KAH employs approximately 43,000 caregivers providing home health, hospice and community care services to over 550,000 patients annually. It has locations in 40 states.
As part of the transaction, KAH’s home health operations will be integrated into Humana’s Home Solutions business led by Susan Diamond. KAH will adopt Humana’s new payer-agnostic healthcare services brand, CenterWell, transitioning to CenterWell Home Health.
“We are pleased to complete the acquisition of Kindred at Home and fully integrate their home health services and clinical expertise into Humana’s value-based home health business,” Bruce D. Broussard, Humana’s President and Chief Executive Officer, said in a statement.
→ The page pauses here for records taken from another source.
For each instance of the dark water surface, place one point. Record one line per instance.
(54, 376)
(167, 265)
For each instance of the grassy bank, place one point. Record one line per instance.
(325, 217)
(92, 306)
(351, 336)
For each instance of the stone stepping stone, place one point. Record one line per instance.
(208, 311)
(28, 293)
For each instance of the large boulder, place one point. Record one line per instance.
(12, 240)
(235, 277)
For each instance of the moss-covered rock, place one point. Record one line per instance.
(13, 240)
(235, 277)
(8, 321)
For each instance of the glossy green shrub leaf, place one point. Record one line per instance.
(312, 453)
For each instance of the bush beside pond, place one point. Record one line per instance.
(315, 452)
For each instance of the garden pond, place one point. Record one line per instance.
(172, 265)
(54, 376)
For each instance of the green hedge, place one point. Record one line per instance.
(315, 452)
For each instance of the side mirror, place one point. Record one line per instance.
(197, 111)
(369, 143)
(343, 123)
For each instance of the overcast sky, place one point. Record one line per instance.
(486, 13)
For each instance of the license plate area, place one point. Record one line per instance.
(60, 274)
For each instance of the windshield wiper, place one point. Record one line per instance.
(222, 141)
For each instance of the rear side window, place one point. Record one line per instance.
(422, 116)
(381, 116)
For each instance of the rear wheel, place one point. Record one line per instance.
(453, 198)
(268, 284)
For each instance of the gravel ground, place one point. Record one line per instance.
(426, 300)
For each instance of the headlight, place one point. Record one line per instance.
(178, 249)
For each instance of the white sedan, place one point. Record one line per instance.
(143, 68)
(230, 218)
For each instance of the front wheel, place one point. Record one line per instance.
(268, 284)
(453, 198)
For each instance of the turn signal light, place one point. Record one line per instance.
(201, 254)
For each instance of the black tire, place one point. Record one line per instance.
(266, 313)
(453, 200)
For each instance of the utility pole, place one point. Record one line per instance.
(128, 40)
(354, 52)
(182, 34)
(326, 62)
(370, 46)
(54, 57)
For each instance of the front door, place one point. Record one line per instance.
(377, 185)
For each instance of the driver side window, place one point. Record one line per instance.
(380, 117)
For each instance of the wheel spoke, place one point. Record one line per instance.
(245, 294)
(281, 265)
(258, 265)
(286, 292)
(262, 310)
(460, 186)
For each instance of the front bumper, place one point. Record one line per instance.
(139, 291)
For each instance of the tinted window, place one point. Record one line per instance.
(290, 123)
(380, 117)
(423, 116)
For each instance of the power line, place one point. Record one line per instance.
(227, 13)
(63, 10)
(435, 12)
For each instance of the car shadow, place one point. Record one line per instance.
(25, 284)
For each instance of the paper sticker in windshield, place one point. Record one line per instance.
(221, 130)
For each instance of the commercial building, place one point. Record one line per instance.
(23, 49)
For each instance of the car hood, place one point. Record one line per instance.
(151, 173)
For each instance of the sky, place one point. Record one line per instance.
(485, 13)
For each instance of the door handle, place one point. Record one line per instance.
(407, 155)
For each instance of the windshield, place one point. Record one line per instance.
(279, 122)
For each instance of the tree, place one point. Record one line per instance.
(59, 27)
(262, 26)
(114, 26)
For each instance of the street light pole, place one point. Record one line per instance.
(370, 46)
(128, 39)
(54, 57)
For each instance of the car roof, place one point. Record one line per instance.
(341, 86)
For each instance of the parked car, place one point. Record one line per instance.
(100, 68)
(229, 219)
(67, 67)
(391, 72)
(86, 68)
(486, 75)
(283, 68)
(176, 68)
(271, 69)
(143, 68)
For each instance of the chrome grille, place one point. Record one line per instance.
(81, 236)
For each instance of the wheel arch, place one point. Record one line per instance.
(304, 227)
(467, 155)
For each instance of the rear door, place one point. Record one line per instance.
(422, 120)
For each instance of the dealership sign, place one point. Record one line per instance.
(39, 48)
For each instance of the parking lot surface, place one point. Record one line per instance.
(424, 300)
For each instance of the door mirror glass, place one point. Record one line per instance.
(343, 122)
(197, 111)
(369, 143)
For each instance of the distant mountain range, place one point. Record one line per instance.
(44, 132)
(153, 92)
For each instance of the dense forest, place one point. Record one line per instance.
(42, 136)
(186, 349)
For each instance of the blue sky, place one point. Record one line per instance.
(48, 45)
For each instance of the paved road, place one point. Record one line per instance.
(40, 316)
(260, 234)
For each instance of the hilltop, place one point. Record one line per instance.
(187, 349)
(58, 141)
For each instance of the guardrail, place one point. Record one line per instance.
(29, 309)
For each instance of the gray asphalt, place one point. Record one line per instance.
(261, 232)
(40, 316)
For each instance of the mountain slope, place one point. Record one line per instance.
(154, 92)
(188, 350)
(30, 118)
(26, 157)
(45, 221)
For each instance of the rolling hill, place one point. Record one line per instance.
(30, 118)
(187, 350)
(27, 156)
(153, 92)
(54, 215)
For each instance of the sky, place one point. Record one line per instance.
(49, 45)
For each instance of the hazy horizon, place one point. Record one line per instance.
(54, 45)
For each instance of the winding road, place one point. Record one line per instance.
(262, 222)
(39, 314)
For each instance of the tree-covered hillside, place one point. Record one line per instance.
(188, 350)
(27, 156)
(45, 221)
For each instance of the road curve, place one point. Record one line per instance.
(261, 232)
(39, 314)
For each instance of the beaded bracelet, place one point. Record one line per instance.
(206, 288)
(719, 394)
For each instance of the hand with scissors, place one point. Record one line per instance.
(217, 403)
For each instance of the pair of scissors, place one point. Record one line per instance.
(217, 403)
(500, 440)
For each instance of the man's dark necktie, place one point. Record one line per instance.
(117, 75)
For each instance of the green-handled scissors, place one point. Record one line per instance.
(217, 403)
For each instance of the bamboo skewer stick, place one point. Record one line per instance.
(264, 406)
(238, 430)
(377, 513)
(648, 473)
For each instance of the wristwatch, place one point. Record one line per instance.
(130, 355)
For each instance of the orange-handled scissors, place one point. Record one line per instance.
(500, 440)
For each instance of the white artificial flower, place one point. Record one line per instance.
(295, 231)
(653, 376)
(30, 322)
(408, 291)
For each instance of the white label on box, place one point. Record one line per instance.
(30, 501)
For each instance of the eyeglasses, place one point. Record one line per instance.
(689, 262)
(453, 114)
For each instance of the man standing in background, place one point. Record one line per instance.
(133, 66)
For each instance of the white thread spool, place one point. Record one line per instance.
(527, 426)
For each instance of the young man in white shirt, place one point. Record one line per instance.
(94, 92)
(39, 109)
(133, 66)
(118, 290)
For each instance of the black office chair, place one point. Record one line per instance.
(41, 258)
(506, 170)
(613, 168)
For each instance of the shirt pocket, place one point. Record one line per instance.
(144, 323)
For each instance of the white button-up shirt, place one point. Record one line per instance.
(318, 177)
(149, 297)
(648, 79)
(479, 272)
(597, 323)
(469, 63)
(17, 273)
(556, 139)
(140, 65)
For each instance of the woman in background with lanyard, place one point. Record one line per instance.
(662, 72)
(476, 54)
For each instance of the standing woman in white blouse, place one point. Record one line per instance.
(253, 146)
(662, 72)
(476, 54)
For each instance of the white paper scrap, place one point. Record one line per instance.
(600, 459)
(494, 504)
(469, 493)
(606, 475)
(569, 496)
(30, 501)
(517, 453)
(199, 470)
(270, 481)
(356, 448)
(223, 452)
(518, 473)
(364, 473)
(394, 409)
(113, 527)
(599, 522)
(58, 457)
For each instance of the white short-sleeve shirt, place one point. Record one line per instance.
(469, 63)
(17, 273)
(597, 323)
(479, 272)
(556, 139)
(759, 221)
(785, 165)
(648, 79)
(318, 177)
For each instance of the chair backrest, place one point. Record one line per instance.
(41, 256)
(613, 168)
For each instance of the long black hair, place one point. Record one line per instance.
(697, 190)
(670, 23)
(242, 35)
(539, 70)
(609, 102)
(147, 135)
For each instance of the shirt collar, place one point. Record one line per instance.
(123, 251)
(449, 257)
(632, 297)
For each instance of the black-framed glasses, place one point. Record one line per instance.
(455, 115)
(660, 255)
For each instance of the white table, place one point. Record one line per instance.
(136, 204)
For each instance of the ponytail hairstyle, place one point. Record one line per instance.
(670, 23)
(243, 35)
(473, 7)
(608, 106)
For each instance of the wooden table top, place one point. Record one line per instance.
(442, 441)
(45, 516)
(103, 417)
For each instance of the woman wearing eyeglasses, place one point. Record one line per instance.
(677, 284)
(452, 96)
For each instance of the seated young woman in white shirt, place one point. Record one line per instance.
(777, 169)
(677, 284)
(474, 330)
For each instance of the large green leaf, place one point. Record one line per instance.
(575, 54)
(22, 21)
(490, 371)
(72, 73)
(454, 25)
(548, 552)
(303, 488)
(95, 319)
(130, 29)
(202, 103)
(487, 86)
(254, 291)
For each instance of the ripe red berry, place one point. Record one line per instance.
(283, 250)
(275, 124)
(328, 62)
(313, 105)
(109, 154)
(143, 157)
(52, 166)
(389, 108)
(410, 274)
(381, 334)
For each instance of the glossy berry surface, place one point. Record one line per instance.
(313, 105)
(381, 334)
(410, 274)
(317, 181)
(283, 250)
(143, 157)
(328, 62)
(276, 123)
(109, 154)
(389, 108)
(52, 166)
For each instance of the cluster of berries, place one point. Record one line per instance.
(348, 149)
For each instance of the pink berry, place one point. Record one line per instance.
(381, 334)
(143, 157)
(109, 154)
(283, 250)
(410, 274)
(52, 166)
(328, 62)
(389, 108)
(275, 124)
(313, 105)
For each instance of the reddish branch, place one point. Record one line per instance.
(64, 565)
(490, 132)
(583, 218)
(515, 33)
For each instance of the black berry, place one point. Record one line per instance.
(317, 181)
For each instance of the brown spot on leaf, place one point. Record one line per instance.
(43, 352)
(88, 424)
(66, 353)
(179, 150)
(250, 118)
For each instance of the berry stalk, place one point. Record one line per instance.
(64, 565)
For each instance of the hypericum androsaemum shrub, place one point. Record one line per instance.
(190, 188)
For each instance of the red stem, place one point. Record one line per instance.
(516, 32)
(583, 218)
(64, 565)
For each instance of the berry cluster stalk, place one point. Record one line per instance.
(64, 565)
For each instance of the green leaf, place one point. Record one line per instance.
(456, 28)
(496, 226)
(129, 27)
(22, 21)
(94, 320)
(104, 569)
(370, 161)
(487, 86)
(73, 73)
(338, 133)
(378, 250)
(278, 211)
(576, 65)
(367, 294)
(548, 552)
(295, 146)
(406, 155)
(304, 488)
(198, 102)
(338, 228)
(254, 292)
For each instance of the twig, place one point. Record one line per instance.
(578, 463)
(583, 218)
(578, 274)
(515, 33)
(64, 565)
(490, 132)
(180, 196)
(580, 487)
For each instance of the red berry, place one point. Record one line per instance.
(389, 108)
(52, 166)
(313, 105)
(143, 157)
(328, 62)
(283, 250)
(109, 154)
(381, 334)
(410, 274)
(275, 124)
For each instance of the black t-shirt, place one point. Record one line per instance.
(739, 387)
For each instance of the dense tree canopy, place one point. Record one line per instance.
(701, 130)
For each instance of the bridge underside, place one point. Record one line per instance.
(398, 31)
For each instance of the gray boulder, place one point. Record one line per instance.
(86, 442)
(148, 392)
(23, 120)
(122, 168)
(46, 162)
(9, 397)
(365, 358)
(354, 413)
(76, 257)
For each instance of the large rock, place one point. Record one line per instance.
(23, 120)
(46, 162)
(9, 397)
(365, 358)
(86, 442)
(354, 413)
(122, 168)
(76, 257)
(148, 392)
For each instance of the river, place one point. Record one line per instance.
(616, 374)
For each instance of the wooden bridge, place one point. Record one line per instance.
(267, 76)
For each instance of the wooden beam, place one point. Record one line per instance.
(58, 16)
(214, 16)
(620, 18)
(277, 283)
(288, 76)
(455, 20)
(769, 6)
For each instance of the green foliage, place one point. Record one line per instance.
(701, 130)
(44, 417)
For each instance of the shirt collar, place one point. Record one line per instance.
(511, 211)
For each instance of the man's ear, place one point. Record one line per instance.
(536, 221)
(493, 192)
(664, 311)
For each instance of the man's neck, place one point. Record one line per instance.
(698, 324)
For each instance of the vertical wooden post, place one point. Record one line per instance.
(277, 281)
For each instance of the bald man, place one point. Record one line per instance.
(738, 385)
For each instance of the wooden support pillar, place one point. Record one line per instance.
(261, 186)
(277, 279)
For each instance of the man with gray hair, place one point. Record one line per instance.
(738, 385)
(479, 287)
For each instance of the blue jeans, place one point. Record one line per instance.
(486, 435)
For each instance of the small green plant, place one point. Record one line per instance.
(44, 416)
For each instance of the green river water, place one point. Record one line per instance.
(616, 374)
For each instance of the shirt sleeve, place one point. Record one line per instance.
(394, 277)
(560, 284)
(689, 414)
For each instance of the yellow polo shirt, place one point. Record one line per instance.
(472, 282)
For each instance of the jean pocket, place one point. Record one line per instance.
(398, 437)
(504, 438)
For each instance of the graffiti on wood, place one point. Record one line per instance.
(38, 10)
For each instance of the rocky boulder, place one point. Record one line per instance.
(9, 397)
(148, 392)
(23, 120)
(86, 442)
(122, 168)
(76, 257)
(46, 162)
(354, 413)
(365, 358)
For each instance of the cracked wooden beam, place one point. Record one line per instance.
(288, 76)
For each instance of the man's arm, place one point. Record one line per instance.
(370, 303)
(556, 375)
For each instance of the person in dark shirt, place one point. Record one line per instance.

“The addition of Kindred at Home will help us significantly expand our home health offering, with a focus on accelerating clinical innovation, improving patient outcomes, increasing satisfaction for patients and providers, reducing the total cost of care and providing greater value for health plan partners.”Microsoft acquired Nuance, a provider of conversational AI and cloud-based ambient clinical intelligence for healthcare providers
Price: $19.7 billion
Date: Announced April 12
Nuance’s products include the Dragon Ambient eXperience, Dragon Medical One and PowerScribe One for radiology reporting. Its solutions, which work with core healthcare systems, including relationships with Electronic Health Records, are currently used by more than 55% of physicians and 75% of radiologists in the U.S., and used in 77% of U.S. hospitals.
Mark Benjamin will remain CEO of Nuance, reporting to Scott Guthrie, executive vice president of Cloud & AI at Microsoft.
“Nuance provides the AI layer at the healthcare point of delivery and is a pioneer in the real-world application of enterprise AI,” Satya Nadella, CEO of Microsoft, said in a statement.
“AI is technology’s most important priority, and healthcare is its most urgent application. Together, with our partner ecosystem, we will put advanced AI solutions into the hands of professionals everywhere to drive better decision-making and create more meaningful connections, as we accelerate growth of Microsoft Cloud for Healthcare and Nuance.”